Skeletocutis africana

Scientific classification
- Domain: Eukaryota
- Kingdom: Fungi
- Division: Basidiomycota
- Class: Agaricomycetes
- Order: Polyporales
- Family: Incrustoporiaceae
- Genus: Skeletocutis
- Species: S. africana
- Binomial name: Skeletocutis africana Ryvarden & P.Roberts (2006)

= Skeletocutis africana =

- Authority: Ryvarden & P.Roberts (2006)

Species of fungus

Skeletocutis africana is a species of poroid crust fungus in the family Polyporaceae. Described as new to science in 2006 by mycologists Leif Ryvarden and Peter Roberts, the fungus is found in Cameroon, where it grows on logs in tropical lowland rainforest environments. The type collection was made in Korup National Park, in South West Province.

==Description==
The fruit bodies of the fungus are crust-like, ranging in colour from cream to pale orange-buff.
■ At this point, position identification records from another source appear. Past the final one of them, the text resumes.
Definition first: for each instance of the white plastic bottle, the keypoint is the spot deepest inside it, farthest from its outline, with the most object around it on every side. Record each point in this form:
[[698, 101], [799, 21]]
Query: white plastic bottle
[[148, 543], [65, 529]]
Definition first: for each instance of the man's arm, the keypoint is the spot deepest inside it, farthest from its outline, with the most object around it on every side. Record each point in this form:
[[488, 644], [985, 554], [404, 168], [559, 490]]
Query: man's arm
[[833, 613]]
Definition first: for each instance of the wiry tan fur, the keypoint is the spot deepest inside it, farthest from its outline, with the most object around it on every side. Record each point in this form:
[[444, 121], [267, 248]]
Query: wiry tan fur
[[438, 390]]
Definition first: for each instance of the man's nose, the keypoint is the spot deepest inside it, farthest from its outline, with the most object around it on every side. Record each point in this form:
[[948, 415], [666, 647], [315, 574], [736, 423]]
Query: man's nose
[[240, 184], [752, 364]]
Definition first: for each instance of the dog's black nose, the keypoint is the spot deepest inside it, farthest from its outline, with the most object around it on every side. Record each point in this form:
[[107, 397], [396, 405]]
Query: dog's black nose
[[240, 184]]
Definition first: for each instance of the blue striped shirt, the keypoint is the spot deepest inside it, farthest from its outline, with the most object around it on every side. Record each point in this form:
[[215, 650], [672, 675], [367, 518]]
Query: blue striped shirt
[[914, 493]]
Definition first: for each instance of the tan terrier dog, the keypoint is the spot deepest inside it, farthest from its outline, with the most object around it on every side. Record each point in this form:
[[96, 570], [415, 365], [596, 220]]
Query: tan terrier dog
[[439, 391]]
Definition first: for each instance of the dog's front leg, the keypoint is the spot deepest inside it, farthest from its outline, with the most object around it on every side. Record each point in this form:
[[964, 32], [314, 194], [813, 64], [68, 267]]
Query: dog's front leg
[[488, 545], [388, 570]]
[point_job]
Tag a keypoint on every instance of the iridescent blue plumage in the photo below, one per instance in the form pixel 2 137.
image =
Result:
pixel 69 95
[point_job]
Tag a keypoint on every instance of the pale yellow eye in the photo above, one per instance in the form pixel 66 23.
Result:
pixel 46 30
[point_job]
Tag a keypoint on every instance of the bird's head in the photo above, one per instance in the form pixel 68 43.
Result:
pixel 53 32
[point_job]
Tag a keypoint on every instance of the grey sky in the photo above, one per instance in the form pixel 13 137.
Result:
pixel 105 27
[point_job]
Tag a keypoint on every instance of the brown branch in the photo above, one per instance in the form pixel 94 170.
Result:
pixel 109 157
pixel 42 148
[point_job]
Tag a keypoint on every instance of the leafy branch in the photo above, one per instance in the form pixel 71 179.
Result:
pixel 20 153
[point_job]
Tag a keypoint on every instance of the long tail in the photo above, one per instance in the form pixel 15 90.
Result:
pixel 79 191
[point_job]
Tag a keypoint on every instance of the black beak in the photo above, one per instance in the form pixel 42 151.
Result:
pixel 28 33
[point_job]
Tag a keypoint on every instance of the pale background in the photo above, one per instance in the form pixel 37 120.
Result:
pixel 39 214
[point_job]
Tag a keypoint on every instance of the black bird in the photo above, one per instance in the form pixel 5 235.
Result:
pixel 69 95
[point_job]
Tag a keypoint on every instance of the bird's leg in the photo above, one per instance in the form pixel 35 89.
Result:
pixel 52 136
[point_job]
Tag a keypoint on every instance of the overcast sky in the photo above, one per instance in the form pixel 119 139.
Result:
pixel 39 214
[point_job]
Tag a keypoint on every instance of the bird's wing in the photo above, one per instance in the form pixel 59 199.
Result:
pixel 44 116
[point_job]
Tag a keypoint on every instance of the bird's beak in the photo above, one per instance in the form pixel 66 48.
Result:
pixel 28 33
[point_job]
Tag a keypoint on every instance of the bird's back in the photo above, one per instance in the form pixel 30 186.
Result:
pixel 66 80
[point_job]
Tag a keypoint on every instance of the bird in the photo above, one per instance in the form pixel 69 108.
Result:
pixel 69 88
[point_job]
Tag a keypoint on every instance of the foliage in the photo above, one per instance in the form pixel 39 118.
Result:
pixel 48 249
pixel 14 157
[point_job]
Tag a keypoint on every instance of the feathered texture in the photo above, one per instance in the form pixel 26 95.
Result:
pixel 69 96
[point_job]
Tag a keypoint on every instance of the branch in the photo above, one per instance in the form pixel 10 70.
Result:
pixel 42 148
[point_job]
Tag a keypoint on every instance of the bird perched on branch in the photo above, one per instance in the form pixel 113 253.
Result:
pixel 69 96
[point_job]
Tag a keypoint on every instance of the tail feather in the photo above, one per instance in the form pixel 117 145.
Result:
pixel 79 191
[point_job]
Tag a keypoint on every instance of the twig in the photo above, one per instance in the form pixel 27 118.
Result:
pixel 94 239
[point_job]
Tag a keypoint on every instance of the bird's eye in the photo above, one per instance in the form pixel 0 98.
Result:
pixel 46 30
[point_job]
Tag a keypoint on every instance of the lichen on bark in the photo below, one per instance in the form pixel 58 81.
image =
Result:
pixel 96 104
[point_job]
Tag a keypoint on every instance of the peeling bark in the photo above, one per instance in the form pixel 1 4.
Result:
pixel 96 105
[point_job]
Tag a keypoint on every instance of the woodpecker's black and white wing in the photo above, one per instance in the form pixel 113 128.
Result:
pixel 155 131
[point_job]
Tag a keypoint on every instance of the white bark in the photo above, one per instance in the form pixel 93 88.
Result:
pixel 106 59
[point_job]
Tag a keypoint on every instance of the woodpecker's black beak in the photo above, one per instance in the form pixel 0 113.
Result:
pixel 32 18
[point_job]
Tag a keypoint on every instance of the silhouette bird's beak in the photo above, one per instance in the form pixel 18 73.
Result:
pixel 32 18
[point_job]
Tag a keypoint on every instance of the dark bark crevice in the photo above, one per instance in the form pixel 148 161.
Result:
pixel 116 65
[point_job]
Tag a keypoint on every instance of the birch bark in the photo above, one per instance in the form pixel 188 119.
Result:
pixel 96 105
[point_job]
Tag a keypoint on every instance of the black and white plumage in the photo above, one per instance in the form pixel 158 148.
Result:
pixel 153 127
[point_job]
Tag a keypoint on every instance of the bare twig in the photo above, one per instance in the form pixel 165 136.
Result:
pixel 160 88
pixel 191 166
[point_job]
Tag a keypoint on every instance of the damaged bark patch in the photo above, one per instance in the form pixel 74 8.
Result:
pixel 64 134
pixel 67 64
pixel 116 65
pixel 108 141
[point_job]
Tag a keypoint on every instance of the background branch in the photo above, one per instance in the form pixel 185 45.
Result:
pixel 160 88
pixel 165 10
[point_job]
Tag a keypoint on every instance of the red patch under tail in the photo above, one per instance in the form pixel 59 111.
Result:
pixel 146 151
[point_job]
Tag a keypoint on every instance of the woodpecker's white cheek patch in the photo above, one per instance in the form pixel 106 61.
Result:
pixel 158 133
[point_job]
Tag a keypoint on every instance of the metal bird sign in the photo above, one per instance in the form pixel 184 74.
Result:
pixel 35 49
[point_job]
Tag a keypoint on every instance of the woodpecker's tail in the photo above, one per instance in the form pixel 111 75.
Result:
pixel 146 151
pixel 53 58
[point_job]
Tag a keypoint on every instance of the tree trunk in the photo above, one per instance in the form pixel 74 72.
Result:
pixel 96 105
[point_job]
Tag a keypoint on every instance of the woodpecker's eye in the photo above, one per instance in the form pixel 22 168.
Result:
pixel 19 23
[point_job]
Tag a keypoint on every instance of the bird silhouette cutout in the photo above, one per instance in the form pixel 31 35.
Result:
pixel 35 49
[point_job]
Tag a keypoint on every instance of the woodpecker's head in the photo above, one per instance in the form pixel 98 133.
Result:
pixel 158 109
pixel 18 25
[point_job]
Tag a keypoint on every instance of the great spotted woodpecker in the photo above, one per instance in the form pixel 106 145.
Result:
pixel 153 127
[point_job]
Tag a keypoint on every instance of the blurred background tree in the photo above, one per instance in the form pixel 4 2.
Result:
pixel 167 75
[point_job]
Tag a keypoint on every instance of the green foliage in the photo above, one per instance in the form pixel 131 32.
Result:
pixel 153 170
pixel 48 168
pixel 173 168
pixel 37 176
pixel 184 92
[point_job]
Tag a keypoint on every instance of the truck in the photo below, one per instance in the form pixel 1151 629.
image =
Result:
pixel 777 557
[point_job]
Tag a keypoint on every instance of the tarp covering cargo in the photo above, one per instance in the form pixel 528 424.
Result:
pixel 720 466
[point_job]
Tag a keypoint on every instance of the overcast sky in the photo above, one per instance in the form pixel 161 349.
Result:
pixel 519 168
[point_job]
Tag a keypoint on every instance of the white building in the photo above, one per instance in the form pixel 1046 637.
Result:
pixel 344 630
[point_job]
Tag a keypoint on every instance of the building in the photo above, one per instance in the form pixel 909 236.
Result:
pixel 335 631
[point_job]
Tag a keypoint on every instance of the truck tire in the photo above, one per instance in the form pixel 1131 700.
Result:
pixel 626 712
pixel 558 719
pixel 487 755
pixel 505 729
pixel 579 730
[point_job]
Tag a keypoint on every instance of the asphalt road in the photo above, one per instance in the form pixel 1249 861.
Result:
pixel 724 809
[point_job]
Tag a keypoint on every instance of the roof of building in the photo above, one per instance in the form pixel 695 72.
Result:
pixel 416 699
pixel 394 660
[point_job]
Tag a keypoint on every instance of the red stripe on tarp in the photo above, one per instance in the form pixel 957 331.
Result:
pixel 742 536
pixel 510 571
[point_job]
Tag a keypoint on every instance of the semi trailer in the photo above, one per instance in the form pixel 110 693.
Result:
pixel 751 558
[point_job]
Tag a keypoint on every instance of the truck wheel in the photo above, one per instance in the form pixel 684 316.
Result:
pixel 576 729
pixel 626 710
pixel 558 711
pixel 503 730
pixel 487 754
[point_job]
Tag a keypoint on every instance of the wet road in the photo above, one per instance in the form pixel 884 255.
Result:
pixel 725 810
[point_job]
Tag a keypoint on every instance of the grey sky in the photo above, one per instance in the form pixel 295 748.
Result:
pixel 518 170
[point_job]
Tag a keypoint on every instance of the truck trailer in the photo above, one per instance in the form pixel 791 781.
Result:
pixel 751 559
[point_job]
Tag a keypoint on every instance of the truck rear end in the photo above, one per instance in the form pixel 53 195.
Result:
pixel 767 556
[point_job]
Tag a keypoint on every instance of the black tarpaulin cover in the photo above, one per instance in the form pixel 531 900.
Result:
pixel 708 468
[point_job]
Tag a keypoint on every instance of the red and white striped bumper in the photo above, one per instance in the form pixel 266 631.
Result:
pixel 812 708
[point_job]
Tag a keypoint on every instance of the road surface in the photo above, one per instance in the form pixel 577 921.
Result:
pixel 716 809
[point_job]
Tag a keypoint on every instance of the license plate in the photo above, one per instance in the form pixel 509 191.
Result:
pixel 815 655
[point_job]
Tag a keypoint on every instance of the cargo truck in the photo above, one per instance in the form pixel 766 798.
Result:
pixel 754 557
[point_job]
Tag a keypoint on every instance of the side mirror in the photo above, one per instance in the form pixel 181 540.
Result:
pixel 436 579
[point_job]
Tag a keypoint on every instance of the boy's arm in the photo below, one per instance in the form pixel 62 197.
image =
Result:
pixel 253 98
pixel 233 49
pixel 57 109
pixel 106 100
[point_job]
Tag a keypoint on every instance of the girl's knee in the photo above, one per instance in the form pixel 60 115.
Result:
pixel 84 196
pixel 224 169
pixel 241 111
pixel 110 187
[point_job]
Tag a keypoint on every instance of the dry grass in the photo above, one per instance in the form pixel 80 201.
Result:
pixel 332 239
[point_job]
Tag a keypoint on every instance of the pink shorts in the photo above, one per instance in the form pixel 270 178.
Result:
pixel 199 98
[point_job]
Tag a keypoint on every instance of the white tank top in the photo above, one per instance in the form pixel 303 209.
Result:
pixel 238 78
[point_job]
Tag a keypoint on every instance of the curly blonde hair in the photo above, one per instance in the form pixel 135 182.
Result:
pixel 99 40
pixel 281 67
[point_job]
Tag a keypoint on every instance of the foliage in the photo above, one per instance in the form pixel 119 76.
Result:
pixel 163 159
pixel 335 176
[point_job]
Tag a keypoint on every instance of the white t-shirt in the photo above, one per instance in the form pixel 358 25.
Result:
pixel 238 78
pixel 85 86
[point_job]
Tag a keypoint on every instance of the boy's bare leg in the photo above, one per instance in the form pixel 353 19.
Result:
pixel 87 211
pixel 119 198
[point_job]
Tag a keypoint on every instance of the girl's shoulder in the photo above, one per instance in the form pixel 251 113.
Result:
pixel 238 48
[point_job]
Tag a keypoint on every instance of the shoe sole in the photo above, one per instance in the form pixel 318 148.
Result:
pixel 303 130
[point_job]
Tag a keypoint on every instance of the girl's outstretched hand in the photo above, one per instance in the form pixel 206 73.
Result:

Pores on the surface are small, numbering 4–6 per millimetre, and angular to slot-like. The basidia (spore-bearing cells) are club-shaped, measuring 10–12 by 4–4.5 μm. Spores are hyaline, thin-walled, cylindrical to allantoid (sausage-shaped), and measure 2.8–3 by 0.8–1 μm. Skeletocutis africana has a dimitic hyphal system, containing both generative hyphae (measuring 2–3 μm wide) and skeletal hyphae (measuring 3–6 μm wide). The end hyphae of the dissepiments (pore edges) are encrusted in spiny microscopic crystals.